Re: Cheaper sinc computation for resize.c

Posted: 2010-09-02T06:19:44-07:00
by magick
I have removed the statement as you recommend. Look for it in 6.6.4-0 Beta sometime tomorrow. Thanks.

Re: Cheaper sinc computation for resize.c

Posted: 2010-09-03T07:03:27-07:00
by NicolasRobidoux
I just double checked, and the maximum relative error for the QuantumDepth = 16 approximate sinc when used to filter with lanczos 2 or lanczos 3 is 2.5e-5 < 2/(2^16-1) = 3.1e-5. So, my earlier statement that using it is guaranteed to lead to an answer within 2 of using infinite precision lanczos2 or 3 to get a 16 bit output image holds. (My earlier computation was done doing back of the envelope error propagation. This new bound is computed directly with the formula.)

That is, I can give a 100% guarantee that the final answer will always be within 2 with 16 bit output.

Likewise, the max relative error for QuantumDepth = 32 when filtering with lanczos 2 or 3 is 1.6e-10 < 2.3e-10 = 1/(2^32-1).

So, I can also give a 100% garantee that the final answer will always be within 1 with 32 bit output.

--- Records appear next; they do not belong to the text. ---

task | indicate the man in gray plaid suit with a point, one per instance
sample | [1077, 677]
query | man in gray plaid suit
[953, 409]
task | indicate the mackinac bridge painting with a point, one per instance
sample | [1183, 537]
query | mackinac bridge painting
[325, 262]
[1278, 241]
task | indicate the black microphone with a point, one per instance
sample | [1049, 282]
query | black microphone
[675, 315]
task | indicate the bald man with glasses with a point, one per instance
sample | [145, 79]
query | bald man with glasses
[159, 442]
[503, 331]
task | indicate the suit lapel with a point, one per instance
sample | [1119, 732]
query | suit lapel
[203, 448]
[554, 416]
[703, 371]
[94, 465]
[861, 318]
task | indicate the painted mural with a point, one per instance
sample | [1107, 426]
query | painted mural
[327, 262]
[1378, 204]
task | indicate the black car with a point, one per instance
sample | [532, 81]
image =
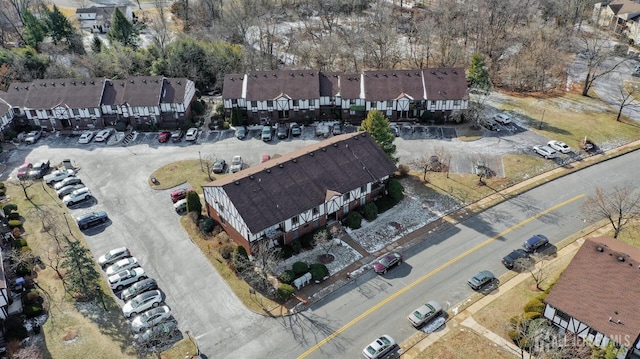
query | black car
[534, 243]
[92, 219]
[139, 287]
[517, 258]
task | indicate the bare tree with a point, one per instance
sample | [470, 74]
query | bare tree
[618, 207]
[626, 96]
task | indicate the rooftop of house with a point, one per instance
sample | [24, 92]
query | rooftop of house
[276, 190]
[601, 287]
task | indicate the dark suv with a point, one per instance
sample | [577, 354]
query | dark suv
[534, 243]
[92, 219]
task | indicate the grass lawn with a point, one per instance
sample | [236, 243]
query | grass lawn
[463, 343]
[495, 316]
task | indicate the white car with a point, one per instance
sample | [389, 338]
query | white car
[236, 164]
[150, 318]
[57, 176]
[76, 196]
[379, 347]
[33, 137]
[192, 134]
[142, 302]
[71, 180]
[103, 135]
[126, 277]
[85, 137]
[503, 119]
[113, 256]
[545, 151]
[559, 146]
[123, 264]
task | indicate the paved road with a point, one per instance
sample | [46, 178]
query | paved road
[118, 176]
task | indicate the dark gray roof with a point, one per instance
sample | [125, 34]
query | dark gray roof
[391, 84]
[446, 84]
[72, 93]
[271, 192]
[268, 85]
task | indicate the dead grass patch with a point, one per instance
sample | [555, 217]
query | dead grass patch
[463, 343]
[495, 316]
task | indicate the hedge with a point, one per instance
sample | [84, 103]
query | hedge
[300, 268]
[284, 291]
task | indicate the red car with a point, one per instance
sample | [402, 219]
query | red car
[23, 170]
[387, 261]
[180, 194]
[164, 136]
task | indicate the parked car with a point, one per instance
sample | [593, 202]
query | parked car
[502, 119]
[219, 166]
[71, 180]
[559, 146]
[425, 313]
[141, 303]
[266, 133]
[39, 169]
[180, 206]
[138, 288]
[92, 219]
[23, 170]
[113, 256]
[57, 176]
[282, 131]
[295, 129]
[86, 137]
[180, 194]
[176, 135]
[241, 132]
[386, 262]
[545, 151]
[535, 242]
[76, 196]
[33, 137]
[517, 259]
[157, 334]
[164, 136]
[103, 135]
[125, 278]
[192, 134]
[150, 318]
[379, 347]
[122, 264]
[481, 280]
[236, 164]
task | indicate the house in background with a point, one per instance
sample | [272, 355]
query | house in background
[69, 105]
[283, 198]
[98, 19]
[598, 295]
[304, 95]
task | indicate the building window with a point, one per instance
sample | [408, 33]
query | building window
[562, 315]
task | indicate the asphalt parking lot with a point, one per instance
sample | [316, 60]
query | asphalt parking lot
[144, 220]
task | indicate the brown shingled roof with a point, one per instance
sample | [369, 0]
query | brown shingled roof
[597, 286]
[295, 84]
[271, 192]
[445, 83]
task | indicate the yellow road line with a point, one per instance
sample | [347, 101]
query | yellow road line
[433, 272]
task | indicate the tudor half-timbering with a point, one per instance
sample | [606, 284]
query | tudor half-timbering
[598, 295]
[311, 95]
[288, 196]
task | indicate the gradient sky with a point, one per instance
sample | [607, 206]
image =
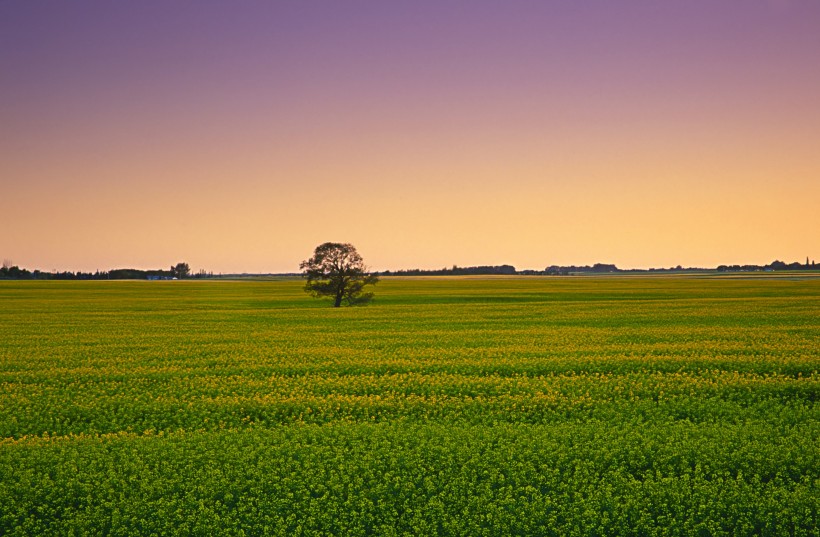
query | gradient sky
[237, 136]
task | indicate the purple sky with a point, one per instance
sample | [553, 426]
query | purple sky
[237, 136]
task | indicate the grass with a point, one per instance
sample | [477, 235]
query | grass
[681, 405]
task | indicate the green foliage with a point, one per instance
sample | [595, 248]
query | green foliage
[600, 406]
[337, 271]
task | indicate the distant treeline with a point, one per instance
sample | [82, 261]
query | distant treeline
[774, 265]
[454, 271]
[9, 272]
[181, 270]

If you feel that this is too large a tolerance (I honestly don't think that this makes any difference quality-wise), let me know and I'll add one coefficient to the Quantum_Depth = 16 approximation. Or I'll give you direct approximations of lanczos 2, 3, ... bypassing the issue for sinc-sinc filters.

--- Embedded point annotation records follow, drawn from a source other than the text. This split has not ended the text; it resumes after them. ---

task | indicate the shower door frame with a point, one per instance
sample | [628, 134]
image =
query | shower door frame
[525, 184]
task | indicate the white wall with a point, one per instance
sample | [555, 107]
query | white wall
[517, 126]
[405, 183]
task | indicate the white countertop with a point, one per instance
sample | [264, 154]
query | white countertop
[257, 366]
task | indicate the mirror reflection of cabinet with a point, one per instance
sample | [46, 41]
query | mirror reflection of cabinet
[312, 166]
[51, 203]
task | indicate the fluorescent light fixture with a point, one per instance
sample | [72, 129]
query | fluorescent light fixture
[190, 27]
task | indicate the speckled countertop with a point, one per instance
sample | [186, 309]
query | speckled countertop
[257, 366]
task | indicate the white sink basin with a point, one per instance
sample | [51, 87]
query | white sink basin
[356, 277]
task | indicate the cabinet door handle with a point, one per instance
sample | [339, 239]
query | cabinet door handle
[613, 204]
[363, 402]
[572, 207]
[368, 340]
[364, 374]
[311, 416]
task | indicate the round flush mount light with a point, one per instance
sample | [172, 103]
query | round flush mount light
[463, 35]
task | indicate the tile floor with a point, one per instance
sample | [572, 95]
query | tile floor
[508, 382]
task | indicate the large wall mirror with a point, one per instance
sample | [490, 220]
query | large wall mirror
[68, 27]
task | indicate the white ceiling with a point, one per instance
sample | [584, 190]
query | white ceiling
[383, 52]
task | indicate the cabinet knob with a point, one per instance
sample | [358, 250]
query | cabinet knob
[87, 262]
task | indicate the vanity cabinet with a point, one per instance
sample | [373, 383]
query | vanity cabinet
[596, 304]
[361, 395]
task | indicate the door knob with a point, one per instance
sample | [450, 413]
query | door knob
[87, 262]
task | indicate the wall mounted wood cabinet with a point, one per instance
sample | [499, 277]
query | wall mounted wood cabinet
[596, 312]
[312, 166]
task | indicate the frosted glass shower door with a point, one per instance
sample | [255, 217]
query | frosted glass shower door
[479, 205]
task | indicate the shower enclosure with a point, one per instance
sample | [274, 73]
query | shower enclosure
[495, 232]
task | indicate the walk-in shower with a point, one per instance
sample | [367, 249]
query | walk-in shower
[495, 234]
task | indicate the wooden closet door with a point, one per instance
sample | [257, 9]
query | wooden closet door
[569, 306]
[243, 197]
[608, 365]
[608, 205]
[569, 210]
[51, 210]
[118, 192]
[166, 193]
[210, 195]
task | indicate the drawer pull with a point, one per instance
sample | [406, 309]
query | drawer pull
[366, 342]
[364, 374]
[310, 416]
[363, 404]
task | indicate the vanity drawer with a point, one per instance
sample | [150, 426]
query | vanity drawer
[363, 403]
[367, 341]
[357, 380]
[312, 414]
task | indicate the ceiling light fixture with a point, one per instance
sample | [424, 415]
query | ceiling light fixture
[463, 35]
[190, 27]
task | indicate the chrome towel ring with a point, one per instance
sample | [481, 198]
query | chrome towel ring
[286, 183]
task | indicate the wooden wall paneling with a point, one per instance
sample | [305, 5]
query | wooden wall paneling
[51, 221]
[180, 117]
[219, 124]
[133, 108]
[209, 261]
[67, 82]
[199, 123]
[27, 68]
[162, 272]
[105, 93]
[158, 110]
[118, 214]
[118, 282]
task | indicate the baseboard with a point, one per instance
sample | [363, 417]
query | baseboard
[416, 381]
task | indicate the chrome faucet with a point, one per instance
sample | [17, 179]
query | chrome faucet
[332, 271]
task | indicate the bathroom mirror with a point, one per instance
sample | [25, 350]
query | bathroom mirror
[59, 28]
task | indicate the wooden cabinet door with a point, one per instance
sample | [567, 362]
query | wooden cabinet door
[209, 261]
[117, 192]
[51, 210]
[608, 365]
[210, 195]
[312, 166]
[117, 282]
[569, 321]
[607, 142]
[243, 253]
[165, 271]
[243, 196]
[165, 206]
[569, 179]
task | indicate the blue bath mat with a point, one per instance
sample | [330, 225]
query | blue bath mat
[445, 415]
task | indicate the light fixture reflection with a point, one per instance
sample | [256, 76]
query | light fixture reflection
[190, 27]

If Sinc is used with a non-sinc window, the differences are even smaller, because approximation error only enters in one factor instead of two. For Quantum_Depth = 16, this gives 1.3e-5 < 1.5e-5 = 1/2^16; with Quantum_Depth = 32, this gives 8.2e-11 < 2.3e-10 = 1/2^32. So, the approximated Sinc is garanteed to yield filtering results within 1 of those obtained with an infinite precision Sinc when doing a windowed Sinc with another windowing than Sinc for both 16 and 32 bit output images.

Re: Cheaper sinc computation for resize.c

Posted: 2010-09-04T05:00:08-07:00
by NicolasRobidoux
One last thing (before I move on to approximating other kernels):

The difference between the frequency response obtained with the Quantum_Depth <= 16 Sinc approximation and the frequency response of the "infinite precision" Sinc is minuscule.

So, if it is the quality of the results which matter, as opposed to conforming to some ideal (windowed sinc (discrete) filtering) which is itself an approximation of a continuous convolution with a windowed Sinc which is itself an approximation of a continuous convolution with the "infinite precision" Sinc which itself is an idealization since it really is meant for band limited continuous signals, I would ALWAYS use the cheaper of the two approximations. This cheaper approximation, for a number of reasons, fully deserves the "Poor Man's Sinc" controlled appelation.

Re: Cheaper sinc computation for resize.c

Posted: 2010-09-04T14:42:20-07:00
by NicolasRobidoux
There is something I forgot to take into account in my error estimates :

It is that generally the filter is used twice, once in each direction. This doubles all the relative error estimates given above for the filtering results.

Re: Cheaper sinc computation for resize.c

Posted: 2010-09-05T13:16:20-07:00
by NicolasRobidoux
I just added an 8-bit quantumdepth version. The new code is at

http://web.cs.laurentian.ca/nrobidoux/misc/IM/resize.c

A minor typo is also fixed in the brand new blackman code comments.

This code is based on today's SVN, so it's "on top" of Cristy's recent svn commits.